Secretary of State Hillary Rodham Clinton is to meet Thursday in New York with Mr. Netanyahu to try to smooth over a new rift that emerged between the United States and Israel after Israeli authorities recently announced the construction of 1,300 more housing units in Arab East Jerusalem.
The direct peace talks between Israelis and Palestinians that President Obama initiated in September had already stalled over the issue of renewed settlement construction.
Mr. Obama responded harshly to the Israeli plan, saying the announcement of new settlements was not “helpful” to efforts to get the talks going again. He suggested it was exactly the kind of provocative action the administration has implored both sides to refrain from taking.
“Each of these incremental steps can end up breaking trust,” he said while on his visit to Indonesia Wednesday.
Secretary Clinton made an even more direct link between the Israeli action and the stalled talks when she declared Wednesday in Washington that Israel’s announcement was “counterproductive to our efforts to resume negotiations between the parties.”
“We have long urged both parties to avoid actions which could undermine trust,” she added, “including in Jerusalem.”
The specific mention of Jerusalem followed Netanyahu’s response to Obama’s upbraiding. Shortly after Obama’s comments, Netanyahu’s office issued a statement saying curtly, “Jerusalem is not a settlement. Jerusalem is the capital of the state of Israel.”
Israel seized Arab East Jerusalem during the 1967 Arab-Israeli war, and under international law it is occupied territory. The Palestinians claim East Jerusalem as the capital of a future Palestinian state, while Israelis see East Jerusalem as part of their “eternal and undivided” capital. International powers, including the US, list Jerusalem among the final-status issues that a peace accord must address.
Many Middle East experts in the US see a direct link between Israel’s latest actions and the results of US midterm elections earlier this month.

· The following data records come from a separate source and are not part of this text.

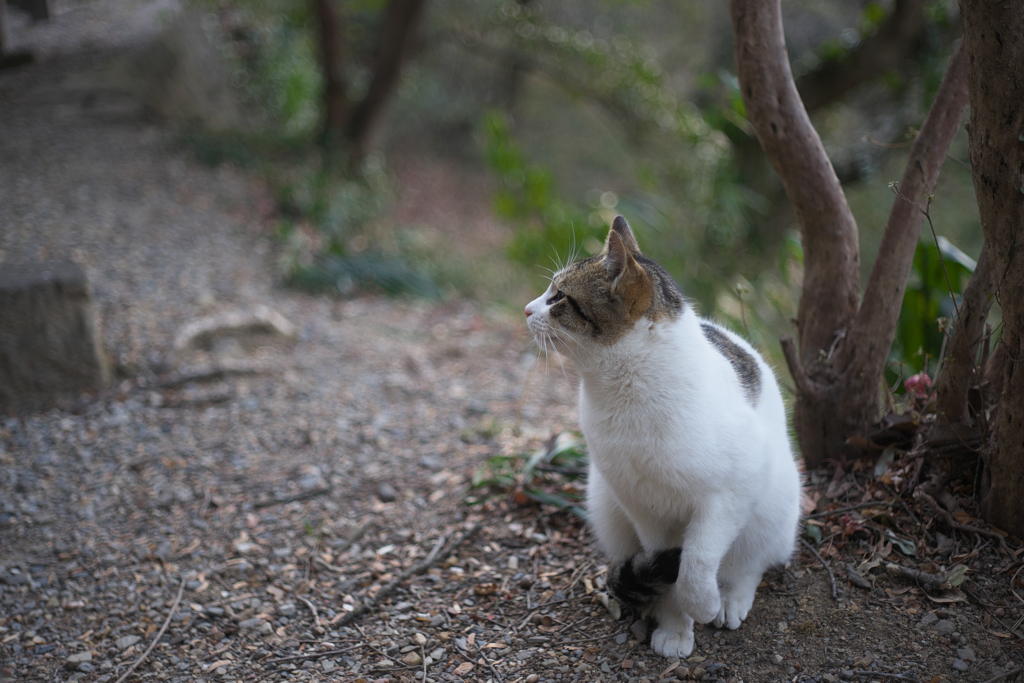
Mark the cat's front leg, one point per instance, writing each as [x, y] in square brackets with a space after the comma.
[706, 541]
[674, 635]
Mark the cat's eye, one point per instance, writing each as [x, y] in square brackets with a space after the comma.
[559, 295]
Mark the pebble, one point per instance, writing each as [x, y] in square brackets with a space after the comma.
[126, 642]
[864, 662]
[251, 623]
[75, 660]
[386, 493]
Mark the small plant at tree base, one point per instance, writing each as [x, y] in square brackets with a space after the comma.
[552, 475]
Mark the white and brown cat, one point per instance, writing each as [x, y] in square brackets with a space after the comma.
[692, 488]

Not only did those elections deliver a Republican-controlled House, they say, but that change also means the elevation to key House committee chairmanships of several unabashed pro-Israel representatives.

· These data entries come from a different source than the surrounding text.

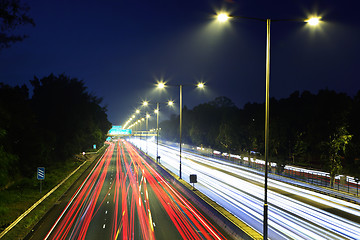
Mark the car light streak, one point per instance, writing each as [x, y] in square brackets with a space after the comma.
[122, 179]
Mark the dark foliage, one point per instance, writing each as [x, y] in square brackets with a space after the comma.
[303, 127]
[60, 120]
[13, 14]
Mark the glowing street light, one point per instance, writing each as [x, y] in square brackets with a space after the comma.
[313, 21]
[162, 85]
[223, 17]
[157, 111]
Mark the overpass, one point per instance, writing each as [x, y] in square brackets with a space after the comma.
[133, 133]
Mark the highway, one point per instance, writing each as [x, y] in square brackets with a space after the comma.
[123, 197]
[294, 212]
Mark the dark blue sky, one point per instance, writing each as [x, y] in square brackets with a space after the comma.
[119, 48]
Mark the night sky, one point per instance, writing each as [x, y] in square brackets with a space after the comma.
[121, 48]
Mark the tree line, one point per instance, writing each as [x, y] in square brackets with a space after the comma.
[59, 120]
[318, 131]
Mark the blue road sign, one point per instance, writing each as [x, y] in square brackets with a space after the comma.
[41, 173]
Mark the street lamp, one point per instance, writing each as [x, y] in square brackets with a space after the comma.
[162, 85]
[223, 17]
[157, 111]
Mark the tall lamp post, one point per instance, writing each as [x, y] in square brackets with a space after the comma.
[223, 17]
[162, 85]
[157, 112]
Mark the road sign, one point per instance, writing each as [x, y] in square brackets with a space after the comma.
[41, 173]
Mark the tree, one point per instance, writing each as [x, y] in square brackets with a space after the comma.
[335, 151]
[12, 15]
[70, 120]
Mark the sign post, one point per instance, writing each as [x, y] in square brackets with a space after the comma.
[193, 179]
[41, 175]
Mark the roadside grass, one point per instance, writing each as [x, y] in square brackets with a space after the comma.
[22, 195]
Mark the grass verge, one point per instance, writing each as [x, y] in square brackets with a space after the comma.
[22, 195]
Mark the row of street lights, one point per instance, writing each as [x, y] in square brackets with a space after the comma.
[223, 17]
[162, 85]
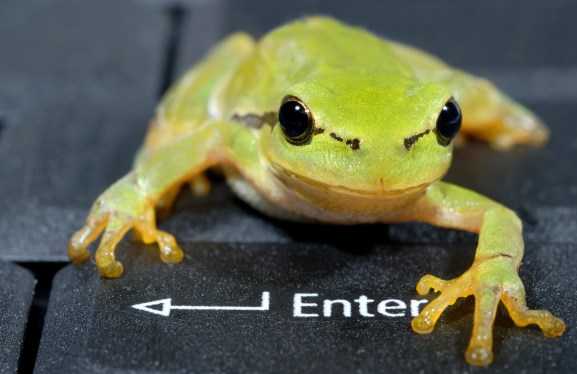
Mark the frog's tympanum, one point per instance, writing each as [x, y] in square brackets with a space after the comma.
[319, 121]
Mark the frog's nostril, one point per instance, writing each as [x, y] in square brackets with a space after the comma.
[413, 139]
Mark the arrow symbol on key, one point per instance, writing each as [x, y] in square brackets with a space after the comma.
[166, 306]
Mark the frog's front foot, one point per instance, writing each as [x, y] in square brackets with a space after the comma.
[490, 281]
[120, 208]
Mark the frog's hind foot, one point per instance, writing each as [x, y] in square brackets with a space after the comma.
[489, 281]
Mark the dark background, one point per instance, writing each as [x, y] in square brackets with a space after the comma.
[78, 83]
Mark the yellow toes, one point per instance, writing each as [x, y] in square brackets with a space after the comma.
[479, 355]
[112, 270]
[429, 282]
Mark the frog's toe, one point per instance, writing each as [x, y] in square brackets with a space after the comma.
[170, 252]
[450, 292]
[480, 350]
[79, 242]
[107, 266]
[429, 282]
[523, 316]
[200, 185]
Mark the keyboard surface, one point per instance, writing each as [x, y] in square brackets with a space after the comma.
[79, 81]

For example, Ileana Ros-Lehtinen (R) of Florida, in line to take the gavel of the House Foreign Affairs Committee in the new Congress, echoes the Israeli government view that Iran is a more imminent threat to Middle East stability (let alone Israel’s security) than unattained Palestinian statehood.
Palestinian leaders have condemned Israel’s announcement of new settlements and said such actions reveal Israel’s real aim of using relaunched peace talks to consolidate its control of Palestinian lands.
Saeb Erekat, chief Palestinian negotiator in the talks, said the new construction plans demonstrate that Israel “has chosen settlements and rejected peace.” He called on the international community to respond by recognizing a Palestinian state based on pre-1967 borders.
The Palestinian Authority has said failure to reach a settlement freeze to allow peace talks to resume could lead it to seek recognition of a Palestinian state by the United Nations Security Council. Such a move would put the US in a difficult diplomatic spot, because the US would very possibly stand alone among Security Council members in opposing such a declaration.
That is one reason administration officials continue to remind the two parties that direct talks are the only way to reach a goal of peace, which both sides say they want. As Clinton said Wednesday at a meeting in Washington with Palestinian Authority Prime Minister Salam Fayyad, “I believe strongly that negotiations are the only means by which the parties will be able to conclude an agreement that will lead to a Palestinian state and Israel living in security with its neighbors.”
Later Wednesday, after a meeting with Egyptian officials, Clinton added, “There can be no progress until [the two parties] actually come together and explore where areas of agreement are and how to narrow areas of disagreement. So we do not support unilateral steps by either party that could prejudge the outcome of such negotiations.”